For ease of understanding I've created a small example as follows:
class StandardBaseClass {} // These are simulating the SMO objects
class StandardDerivedClass : StandardBaseClass {
public object Parent { get; set; }
}
static class Extensions
{
public static object GetParent(this StandardDerivedClass sdc) {
return sdc.Parent;
}
public static object GetParent(this StandardBaseClass sbc)
{
throw new NotImplementedException("StandardBaseClass does not contain a property Parent");
}
// This is the Generic function I'm trying to write and need the Parent property.
public static void DoSomething<T>(T foo) where T : StandardBaseClass
{
object Parent = ((T)foo).GetParent();
}
}
In the above example calling DoSomething() will throw the NotImplemented Exception in the base class's implementation of GetParent(), even though I'm forcing the cast to T which is a StandardDerivedClass.
This is contrary to other casting behaviour where by downcasting will force the use of the base class's implementation.
I see this behaviour as a bug.

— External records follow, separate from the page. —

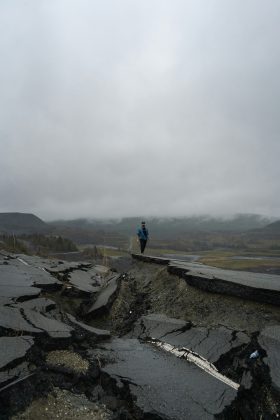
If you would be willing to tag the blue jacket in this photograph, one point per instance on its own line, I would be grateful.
(141, 234)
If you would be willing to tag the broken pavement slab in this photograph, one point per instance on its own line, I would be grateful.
(13, 349)
(269, 340)
(210, 343)
(32, 322)
(38, 305)
(85, 281)
(164, 385)
(98, 333)
(105, 297)
(259, 287)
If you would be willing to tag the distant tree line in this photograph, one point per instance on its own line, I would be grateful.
(37, 244)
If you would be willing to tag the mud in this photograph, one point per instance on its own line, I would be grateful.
(117, 374)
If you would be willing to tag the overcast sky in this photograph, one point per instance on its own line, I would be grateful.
(153, 107)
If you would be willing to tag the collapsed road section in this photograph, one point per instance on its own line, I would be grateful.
(264, 288)
(80, 340)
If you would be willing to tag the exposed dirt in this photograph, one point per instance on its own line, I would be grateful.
(68, 384)
(149, 288)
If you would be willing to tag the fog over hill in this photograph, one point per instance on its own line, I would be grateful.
(22, 223)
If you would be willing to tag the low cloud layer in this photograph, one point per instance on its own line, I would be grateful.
(139, 108)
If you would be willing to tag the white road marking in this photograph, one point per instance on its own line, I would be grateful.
(195, 358)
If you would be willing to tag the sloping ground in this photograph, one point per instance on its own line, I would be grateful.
(174, 351)
(264, 288)
(19, 223)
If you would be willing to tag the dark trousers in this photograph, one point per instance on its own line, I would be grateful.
(143, 244)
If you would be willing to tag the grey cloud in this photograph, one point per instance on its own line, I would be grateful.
(128, 108)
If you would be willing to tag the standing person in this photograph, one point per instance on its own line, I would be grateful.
(143, 236)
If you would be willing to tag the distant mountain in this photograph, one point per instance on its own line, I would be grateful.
(275, 226)
(22, 223)
(118, 231)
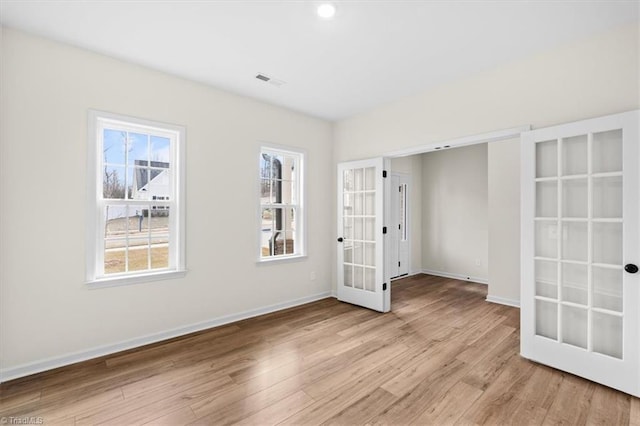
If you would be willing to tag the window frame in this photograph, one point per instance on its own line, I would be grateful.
(300, 233)
(95, 276)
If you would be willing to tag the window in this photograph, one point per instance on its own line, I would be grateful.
(281, 204)
(136, 218)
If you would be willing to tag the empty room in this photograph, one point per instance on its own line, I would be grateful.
(305, 212)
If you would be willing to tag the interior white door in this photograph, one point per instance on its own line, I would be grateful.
(394, 233)
(362, 278)
(398, 226)
(580, 247)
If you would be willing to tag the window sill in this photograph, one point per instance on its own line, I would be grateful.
(135, 279)
(282, 259)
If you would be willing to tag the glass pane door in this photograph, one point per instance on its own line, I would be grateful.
(360, 240)
(580, 245)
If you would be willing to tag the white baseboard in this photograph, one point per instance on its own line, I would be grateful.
(72, 358)
(503, 301)
(456, 276)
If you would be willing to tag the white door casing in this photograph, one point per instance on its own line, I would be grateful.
(580, 228)
(362, 275)
(399, 236)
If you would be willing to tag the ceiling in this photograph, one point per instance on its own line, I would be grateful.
(370, 53)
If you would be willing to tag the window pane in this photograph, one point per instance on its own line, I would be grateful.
(607, 197)
(547, 239)
(574, 241)
(115, 221)
(607, 288)
(113, 146)
(574, 198)
(286, 192)
(574, 283)
(267, 230)
(160, 149)
(276, 166)
(138, 149)
(160, 252)
(279, 185)
(607, 151)
(265, 191)
(139, 183)
(289, 167)
(546, 274)
(607, 243)
(138, 254)
(114, 257)
(546, 159)
(546, 319)
(159, 220)
(547, 199)
(138, 221)
(607, 334)
(574, 326)
(574, 155)
(113, 182)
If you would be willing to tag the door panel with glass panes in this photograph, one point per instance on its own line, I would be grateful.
(580, 248)
(361, 270)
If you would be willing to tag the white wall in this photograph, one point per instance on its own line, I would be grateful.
(454, 212)
(46, 311)
(412, 166)
(504, 221)
(589, 78)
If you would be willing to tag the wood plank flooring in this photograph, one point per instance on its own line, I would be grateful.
(442, 356)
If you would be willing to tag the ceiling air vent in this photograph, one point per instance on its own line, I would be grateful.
(270, 80)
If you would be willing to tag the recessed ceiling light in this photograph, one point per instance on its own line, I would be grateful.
(326, 10)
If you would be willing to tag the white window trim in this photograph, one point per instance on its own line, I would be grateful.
(95, 220)
(301, 233)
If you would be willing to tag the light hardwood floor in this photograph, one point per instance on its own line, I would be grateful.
(442, 356)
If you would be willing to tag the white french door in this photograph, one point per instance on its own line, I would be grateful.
(580, 247)
(362, 277)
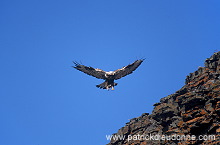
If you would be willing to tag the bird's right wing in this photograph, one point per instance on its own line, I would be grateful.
(98, 73)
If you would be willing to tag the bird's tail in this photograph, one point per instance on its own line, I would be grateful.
(102, 85)
(106, 85)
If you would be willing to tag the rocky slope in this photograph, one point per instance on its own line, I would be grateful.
(189, 116)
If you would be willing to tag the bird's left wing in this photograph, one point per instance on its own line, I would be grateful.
(98, 73)
(127, 69)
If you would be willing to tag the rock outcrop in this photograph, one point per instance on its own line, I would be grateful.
(189, 116)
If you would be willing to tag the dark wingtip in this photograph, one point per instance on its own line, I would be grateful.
(76, 64)
(142, 59)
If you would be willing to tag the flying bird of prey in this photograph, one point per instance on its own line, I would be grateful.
(110, 76)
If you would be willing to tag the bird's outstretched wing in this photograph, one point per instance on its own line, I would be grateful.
(98, 73)
(127, 69)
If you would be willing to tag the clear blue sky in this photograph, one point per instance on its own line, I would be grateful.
(44, 101)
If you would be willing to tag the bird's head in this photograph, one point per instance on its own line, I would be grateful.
(110, 73)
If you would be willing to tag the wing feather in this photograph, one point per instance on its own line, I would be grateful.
(98, 73)
(127, 69)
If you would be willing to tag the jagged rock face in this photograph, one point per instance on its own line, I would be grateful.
(194, 110)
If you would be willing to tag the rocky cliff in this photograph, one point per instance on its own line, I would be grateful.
(189, 116)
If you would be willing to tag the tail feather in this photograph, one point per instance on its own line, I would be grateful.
(106, 85)
(102, 85)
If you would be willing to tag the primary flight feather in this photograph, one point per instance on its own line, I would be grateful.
(110, 76)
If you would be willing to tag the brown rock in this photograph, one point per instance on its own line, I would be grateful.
(192, 111)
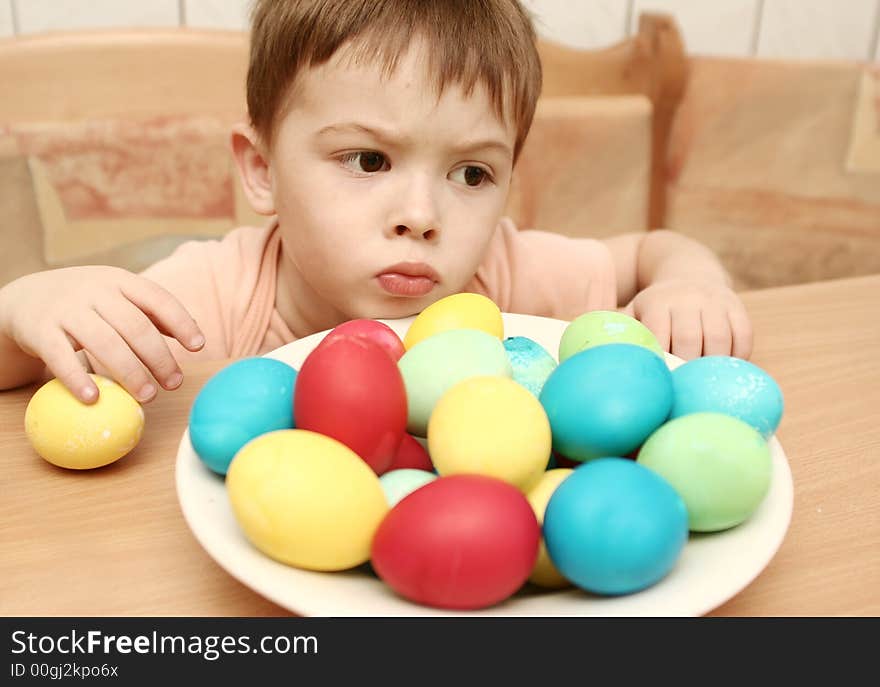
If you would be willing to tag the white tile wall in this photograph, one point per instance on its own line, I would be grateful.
(582, 24)
(817, 29)
(719, 27)
(6, 27)
(845, 29)
(51, 15)
(217, 14)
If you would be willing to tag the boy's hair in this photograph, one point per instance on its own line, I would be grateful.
(470, 42)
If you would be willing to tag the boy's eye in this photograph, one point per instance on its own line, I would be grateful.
(471, 175)
(366, 161)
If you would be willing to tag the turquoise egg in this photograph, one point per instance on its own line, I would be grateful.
(436, 364)
(398, 484)
(530, 361)
(606, 400)
(614, 527)
(723, 384)
(245, 399)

Has anyone else out there encountered this?
I see this behaviour as a bug.
This behavior is correct. Since your method DoSomething is constraining T to StandardBaseClass, you only have access to the specific methods of StandardBaseClass, not any methods or properties of a derived class. Since StandardBaseClass does not have a Parent property, this is invalid, and should be invalid, by design.
There are two potential options here - You can use reflection to pull out the Parent property, or use C# 4's dynamic type, and treat this as a dynamic object. Both bypass the standard type checking in the compiler, however, so will require you to do extra type checking at runtime to verify that the Parent property exists.
Create an interface that contains the Parent property. Have each class that has a Parent property implement that interace. You will then be able to create a generic method that accepts a parameter of type IHaveParent, and it will do the right thing.
For anyone that is interested an succinct answer to this situation is answered by Stephen Cleary on msdn here:
http://social.msdn.microsoft.com/Forums/en-AU/csharpgeneral/thread/95833bb3-fbe1-4ec9-8b04-3e05165e20f8?prof=required
To me this is a divergence in the class hierarchy. By this this I mean that either the base class has parent, or the derived classes with Parent are derived from an abstract child of the base.
Lol as John says, an interface as opposed to an abstract class is sufficient too.
You idea won't work because the compiler can never guarantee that the base class actually would have such a property. And it won't just select the "right" one based on if it has it or not.
The only way you can do this is using reflection and then test at runtime if the requested property exists on the inspected class. You have to judge yourself if that is a viable way to do for your project (reflection is slow and requires maximum rights).
This is correct, as the compiler only knows that it can bind to your type as a StandardBaseClass. The binding is not done at runtime (where it could potentially decide to use the StandardDerivedClass overload.
If you know that it's a StandardDerivedClass, then why not just cast it as such?
object Parent = ((StandardDerivedClass)foo).Parent;
It's a bit ugly, but you can accomplish this using a Registration system, where you register delegates for different possible derived classes that expose the 'shared' property/method and then use something like a Dictionary<Type,Func<SomeT>> to store the delegates. If you know all of the derived types ahead of time and don't have to load plug-ins or the like, you can also use the classic ugly if/else-if structure. Either way you're basically creating your own substitute for what should have been supported by the virtual method table.